« En raison de circonstances indépendantes de ma volonté, j’ai dû remplacer les chansons complètes de ma page par des extraits de 90 secondes. » Voilà ce qu’on peut lire dans le courrier que Colbie Caillat, un artiste de chez Universal, adresse à ses fans à propos de sa page MySpace. « Chaque artiste signé sur un label appartenant à Universal doit s’exécuter immédiatement » continue-t-elle. « Je m’excuse pour les désagréments causés à tout le monde, en particulier à ceux qui utilisent mes chansons pour leur profil personnel. »
Cette politique instaurée par Universal n’est pas nouvelle. Cela fait déjà plusieurs mois que la major cherche à brider ses morceaux sur MySpace ou les autres plateformes comme YouTube ou iTunes en espérant récupérer l’audience sur son propre site. Deux choix sont proposés aux artistes signés. Soit ils optent pour des versions courtes de leur morceau, soit pour des complètes, mais avec un message promotionnel apparaissant au début et à la fin du titre.
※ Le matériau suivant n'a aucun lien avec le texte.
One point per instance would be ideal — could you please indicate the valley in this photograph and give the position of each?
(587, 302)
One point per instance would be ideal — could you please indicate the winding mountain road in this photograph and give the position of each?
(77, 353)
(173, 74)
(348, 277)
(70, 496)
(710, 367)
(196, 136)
Mais sur Internet, l’information n’apparaît pas au détriment d’une autre. Bien au contraire, elle se cumule et amplifie sa portée. Tout ce que risque de faire la major en bridant ses morceaux sur MySpace est d’ôter l’envie de ses fans de les diffuser sur leur profil (qui a réellement envie de proposer des morceaux avec un message publicitaire ou limités à 90 secondes ?), et de se priver de toute une publicité gratuite qui lui profitait largement. Ne parlons même pas des faux profils d’artistes qui se multiplieront afin de pouvoir continuer à diffuser les morceaux complets.
Ce n’est certainement pas de cette manière qu’Universal favorisera la migration sur son site. Si les internautes se rendent sur le profil d’un artiste, c’est généralement pour découvrir son travail. C’est donc le moment crucial pour le mettre en avant. Or, qu’est-ce qu’un message publicitaire peut bien faire d’autre que de lui attribuer dès la première écoute une image négative ? Volonté d’Universal ou non, l’internaute pensera juste que le groupe qu’il écoute n’est qu’un pur produit mercantile ne méritant pas son attention. Quant à l’option des 90 secondes, il reste sur sa faim au moment même où il aurait fallu lui en mettre plein la vue, et rien n’indique pour autant qu’il poursuivra plus loin ses investigations.
Enfin, dans l’hypothèse où l’internaute passerait au dessus de ce bridage, qu’est-ce qui fait croire à la major qu’il bifurquera sur son site pour en savoir plus ? Un internaute ne va pas sur MySpace pour écouter Universal, il y va pour écouter un artiste. S’il veut connaître plus en profondeur son travail, il ira en priorité sur la page Web de ce dernier, téléchargera son album sur le peer-to-peer ou écoutera d’autres titres sur sa plateforme streaming privilégiée ; tout ça avant, éventuellement, de motiver son choix dans l’achat de l’album.
A l’heure d’Internet, l’auditeur est devenu plus exigeant. Il ne suffit plus de lui balancer quelques gimmicks entre deux spots publicitaires pour de la lessive ; l’auditeur veut connaître un maximum son artiste avant de songer à lui lâcher quelques uns de ses deniers. Et ça, Universal ne l’a toujours pas compris. Mais bon, après tout Doug Morris n’avouait-il pas être complètement dépassé par Internet ? Peut être que, fidèle à ses habitudes, il se rendra compte de son erreur et fera marche arrière comme tant d’autres fois par le passé.